America's Original Mystery Monolith Towers Above the West

The country's first national monument is steeped in the uncertain.

There is nowhere on Earth like it: An 867-foot plume of cooled magma frozen in time, standing sentinel in Wyoming’s ranch country. From afar, its symmetrical rows of 10-foot-wide columns appear as if a giant bear clawed up its sides, like some sort of celestial scratching post. Simply looking at it requires an admission of bewilderment.

Devils Tower is the nation’s first national monument, designated with the flick of a pen by Teddy Roosevelt in 1906. Of course, its human history goes back thousands of years before that: This is sacred ground to some two-dozen Northern Plains tribes, including the Lakota, Shoshone, and Arapahoe. How it got here, we’re not exactly sure. What’s its future? Well, that’s not entirely concrete, either.

Laura Hedien / moment / getty images

50+ million years ago during the Laramide orogeny—a mountain-building event—parts of the U.S. were being pushed skyward, from California all the way to the Black Hills. Devils Tower is part of that wild tectonic story, a magma plume that boiled its way through sedimentary rock one or two miles down, but never made it to the surface on its own.  

So far, that geologic origin story isn’t all that special. 

“It’s kind of a small fry for some cooled magma bodies,” explains Dr. Erik Klemetti, associate professor at Denison University. “Think about all the granite in the Sierra Nevada in California,” like Yosemite’s Half Dome, which underwent a similar process of uplift and erosion. 

But even though Devils Tower isn’t super-sized, it’s still in a class of its own: The tower’s columns are the largest examples of columnar jointing on Earth.

Diana Robinson Photography / moment / getty images

For columnar jointing to occur in the first place, conditions have to be just right. That means “slow, gradual, monotonous cooling like you would get in a magma body that is miles beneath the land surface,” explains Klemetti. “The crust is hundreds of degrees cooler, but because rock is such a good insulator, it can take tens of thousands of years to cool fully.” 

As to the columns’ unparalleled size—those at California’s Devils Postpile National Monument, for example, average two feet to the tower’s 10—those exact details remain unknown.

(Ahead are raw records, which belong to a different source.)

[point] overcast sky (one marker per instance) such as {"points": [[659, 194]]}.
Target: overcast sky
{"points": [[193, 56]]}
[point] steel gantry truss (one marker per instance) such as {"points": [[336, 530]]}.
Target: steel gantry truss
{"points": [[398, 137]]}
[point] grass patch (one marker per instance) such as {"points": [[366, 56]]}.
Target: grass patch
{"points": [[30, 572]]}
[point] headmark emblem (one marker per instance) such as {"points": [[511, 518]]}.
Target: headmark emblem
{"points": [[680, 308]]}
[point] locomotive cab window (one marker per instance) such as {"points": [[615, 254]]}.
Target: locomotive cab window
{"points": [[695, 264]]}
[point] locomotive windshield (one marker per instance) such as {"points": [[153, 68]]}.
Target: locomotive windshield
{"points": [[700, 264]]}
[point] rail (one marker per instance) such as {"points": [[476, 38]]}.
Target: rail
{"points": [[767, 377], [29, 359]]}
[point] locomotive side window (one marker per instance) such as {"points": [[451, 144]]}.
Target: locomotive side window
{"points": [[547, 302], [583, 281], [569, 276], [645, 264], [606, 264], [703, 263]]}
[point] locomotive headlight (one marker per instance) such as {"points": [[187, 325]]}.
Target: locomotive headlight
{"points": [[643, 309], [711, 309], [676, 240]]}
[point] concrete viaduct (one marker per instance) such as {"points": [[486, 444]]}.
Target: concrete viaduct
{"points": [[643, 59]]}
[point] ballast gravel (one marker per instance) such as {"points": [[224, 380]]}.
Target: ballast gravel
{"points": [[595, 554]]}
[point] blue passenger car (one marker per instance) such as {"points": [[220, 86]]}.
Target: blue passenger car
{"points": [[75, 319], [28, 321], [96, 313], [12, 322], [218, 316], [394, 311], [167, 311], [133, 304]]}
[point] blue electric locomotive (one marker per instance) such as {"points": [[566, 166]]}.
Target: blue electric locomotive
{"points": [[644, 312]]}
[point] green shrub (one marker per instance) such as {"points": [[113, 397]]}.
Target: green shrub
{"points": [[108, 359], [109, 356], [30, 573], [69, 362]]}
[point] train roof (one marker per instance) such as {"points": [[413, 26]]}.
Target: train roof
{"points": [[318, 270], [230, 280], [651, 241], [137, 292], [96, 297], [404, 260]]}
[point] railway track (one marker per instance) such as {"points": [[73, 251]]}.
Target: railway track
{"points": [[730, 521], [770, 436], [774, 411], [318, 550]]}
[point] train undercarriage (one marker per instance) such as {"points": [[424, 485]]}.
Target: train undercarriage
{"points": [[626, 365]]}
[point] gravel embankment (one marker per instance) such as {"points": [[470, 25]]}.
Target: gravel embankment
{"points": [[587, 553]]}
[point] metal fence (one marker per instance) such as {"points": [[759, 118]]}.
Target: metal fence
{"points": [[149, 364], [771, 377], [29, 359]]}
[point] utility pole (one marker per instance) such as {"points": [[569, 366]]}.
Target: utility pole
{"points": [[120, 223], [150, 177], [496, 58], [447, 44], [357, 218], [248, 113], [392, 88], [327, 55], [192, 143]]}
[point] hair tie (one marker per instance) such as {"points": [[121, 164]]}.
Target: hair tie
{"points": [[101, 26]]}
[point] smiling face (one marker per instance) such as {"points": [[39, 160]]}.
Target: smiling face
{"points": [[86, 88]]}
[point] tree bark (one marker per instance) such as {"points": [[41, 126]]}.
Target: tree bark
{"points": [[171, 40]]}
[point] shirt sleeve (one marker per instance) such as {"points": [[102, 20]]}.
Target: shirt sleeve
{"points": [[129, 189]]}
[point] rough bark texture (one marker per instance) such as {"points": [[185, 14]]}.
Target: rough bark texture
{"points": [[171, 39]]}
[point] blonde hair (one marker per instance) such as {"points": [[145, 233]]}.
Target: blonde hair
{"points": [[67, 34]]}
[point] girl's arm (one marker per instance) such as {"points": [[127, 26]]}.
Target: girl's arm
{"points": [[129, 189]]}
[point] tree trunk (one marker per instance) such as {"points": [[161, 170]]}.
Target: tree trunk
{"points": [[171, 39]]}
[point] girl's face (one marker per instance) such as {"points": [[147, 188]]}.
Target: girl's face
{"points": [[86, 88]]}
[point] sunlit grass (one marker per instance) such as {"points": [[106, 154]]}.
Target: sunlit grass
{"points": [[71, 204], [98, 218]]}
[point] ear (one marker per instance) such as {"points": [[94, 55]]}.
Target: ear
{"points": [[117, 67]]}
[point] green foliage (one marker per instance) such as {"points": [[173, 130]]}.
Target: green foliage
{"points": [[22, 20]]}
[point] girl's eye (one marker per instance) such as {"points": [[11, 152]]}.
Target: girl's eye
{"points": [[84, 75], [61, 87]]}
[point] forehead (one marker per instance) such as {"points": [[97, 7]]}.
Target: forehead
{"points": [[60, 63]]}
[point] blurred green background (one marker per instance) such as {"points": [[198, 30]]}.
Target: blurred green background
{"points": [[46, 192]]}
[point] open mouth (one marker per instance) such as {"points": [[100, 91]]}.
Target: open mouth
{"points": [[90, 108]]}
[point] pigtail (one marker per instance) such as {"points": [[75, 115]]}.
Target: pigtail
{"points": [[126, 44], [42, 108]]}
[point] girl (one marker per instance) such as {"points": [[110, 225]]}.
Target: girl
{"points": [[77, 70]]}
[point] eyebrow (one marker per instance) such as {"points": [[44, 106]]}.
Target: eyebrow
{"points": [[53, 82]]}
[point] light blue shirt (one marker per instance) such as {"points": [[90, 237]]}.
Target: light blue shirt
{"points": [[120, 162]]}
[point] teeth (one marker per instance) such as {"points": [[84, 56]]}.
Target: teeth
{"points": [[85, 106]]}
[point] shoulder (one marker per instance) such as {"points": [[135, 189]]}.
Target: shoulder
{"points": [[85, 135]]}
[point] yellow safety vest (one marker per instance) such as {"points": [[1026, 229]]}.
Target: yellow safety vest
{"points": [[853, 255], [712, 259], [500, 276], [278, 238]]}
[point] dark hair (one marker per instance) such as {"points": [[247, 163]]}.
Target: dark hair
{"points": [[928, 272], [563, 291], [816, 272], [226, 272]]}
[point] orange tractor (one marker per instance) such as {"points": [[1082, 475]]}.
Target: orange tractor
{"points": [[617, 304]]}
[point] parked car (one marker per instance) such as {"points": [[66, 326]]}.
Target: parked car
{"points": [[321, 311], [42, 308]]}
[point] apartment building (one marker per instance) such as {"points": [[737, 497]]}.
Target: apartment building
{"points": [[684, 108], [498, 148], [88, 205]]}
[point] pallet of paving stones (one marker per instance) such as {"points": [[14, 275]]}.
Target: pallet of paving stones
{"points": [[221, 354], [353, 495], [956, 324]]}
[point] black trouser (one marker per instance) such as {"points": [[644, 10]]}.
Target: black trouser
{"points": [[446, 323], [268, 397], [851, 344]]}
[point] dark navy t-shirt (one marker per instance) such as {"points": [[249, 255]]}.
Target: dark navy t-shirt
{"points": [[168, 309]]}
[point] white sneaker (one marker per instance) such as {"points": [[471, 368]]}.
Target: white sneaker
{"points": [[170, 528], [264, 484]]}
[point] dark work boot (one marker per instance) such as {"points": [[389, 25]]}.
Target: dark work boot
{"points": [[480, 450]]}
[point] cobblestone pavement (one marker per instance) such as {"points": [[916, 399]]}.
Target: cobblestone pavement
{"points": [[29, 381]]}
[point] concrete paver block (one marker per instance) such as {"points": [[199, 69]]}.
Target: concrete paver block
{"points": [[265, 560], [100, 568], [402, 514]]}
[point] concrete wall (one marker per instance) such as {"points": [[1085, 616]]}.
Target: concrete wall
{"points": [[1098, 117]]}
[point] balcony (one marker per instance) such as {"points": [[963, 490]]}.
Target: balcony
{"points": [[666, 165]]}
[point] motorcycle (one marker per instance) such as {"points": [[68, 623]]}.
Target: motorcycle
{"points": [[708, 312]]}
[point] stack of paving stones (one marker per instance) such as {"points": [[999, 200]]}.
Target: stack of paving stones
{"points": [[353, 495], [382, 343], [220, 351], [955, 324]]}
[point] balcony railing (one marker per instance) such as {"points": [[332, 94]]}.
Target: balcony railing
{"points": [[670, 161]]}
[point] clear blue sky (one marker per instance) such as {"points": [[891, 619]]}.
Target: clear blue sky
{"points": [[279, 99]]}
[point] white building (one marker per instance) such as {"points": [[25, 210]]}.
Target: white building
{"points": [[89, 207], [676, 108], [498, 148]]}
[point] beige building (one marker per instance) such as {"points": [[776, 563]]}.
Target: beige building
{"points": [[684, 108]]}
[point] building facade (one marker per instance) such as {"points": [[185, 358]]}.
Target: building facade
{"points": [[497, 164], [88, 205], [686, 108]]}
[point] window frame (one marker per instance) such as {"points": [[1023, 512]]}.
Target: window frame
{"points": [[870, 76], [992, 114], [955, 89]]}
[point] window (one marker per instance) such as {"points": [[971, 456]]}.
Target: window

To the outside eye, the tower’s columns look perfectly carved by the gods. But get closer and you’ll notice a more complicated story. 

“It's not as uniform as it may look,” writes Nick Myers, the monument’s chief of interpretation. “Individually, the columns are similar in size, but overall the tower itself is very diverse—especially the top.” The individual columns, he points out, can be five-, six-, or even seven-sided. 
 
But beyond those basics, we don’t precisely know the tower’s origins—some even say it’s the neck of an extinct volcano.
 
“We have a very, very good idea as to what happened here,” adds Myers, “but we may never know definitively.”

Kathryn Froilan / moment / getty images

Local Indigenous tribes, of course, have their own explanations. The oral history of the Crow weaves a far more sudden tale: Two girls were being pursued by a gigantic, hungry bear. In answer to their desperate prayers, the Great Spirit shot the ground underneath them up into the sky and the girls out of reach. The bear climbed the tower in pursuit—scratching out the columns—but couldn’t make it to the top. 
 
The sacred narratives of the Cheyenne, Lakota, and Kiowa are similar, and sun dances, sweat lodges, and prayer offerings are regular occurrences on the site to this day. If you see prayer cloths or other religious artifacts at the park, do not disturb them. They are not yours.
 
Which brings up a necessary point: This is sacred Indigenous land, commonly referred to as Bear Lodge. Chief Arvol Looking Horse, a spiritual leader of the Lakota, spearheaded a 2014 request to the U.S. Board on Geographic Names to get the tower renamed as such. 
 
“The [current] name is offensive,” the proposal states, “because it equates cultural and faith traditions practiced at this site to ‘devil worship,’ in essence equating Indigenous people to ‘devils.’”

Unlike South Dakota’s Black Elk Peak or Alaska’s Denali, the request hasn’t progressed too far yet—but it did spur on Sen. Mike Enzi (WY) and Rep. Liz Cheney (WY-At Large) to introduce legislation protecting the name in early 2019. Per USBGN policies, any proposed name change won’t be considered until at least 90 days after the beginning of the next session of Congress, or January 3, 2021. 
 
That said, the NPS works “very closely with all affiliated and associated tribes at Devils Tower,” according to Myers, and space for Indigenous tradition is a constant conversation. Since 1995, there’s been a voluntary ban on climbing the tower—there are 100+ routes—during the month of June, when Indigenous ceremonies are most numerous. Many routes also close in April to protect nesting prairie and peregrine falcons.
 
Regardless of how this igneous giant came to be, what it’s called, or if and when you should climb it, a few things remain clear: Respect this sacred site, its mysteries, its traditions, its flora and fauna—and look out for gigantic bears.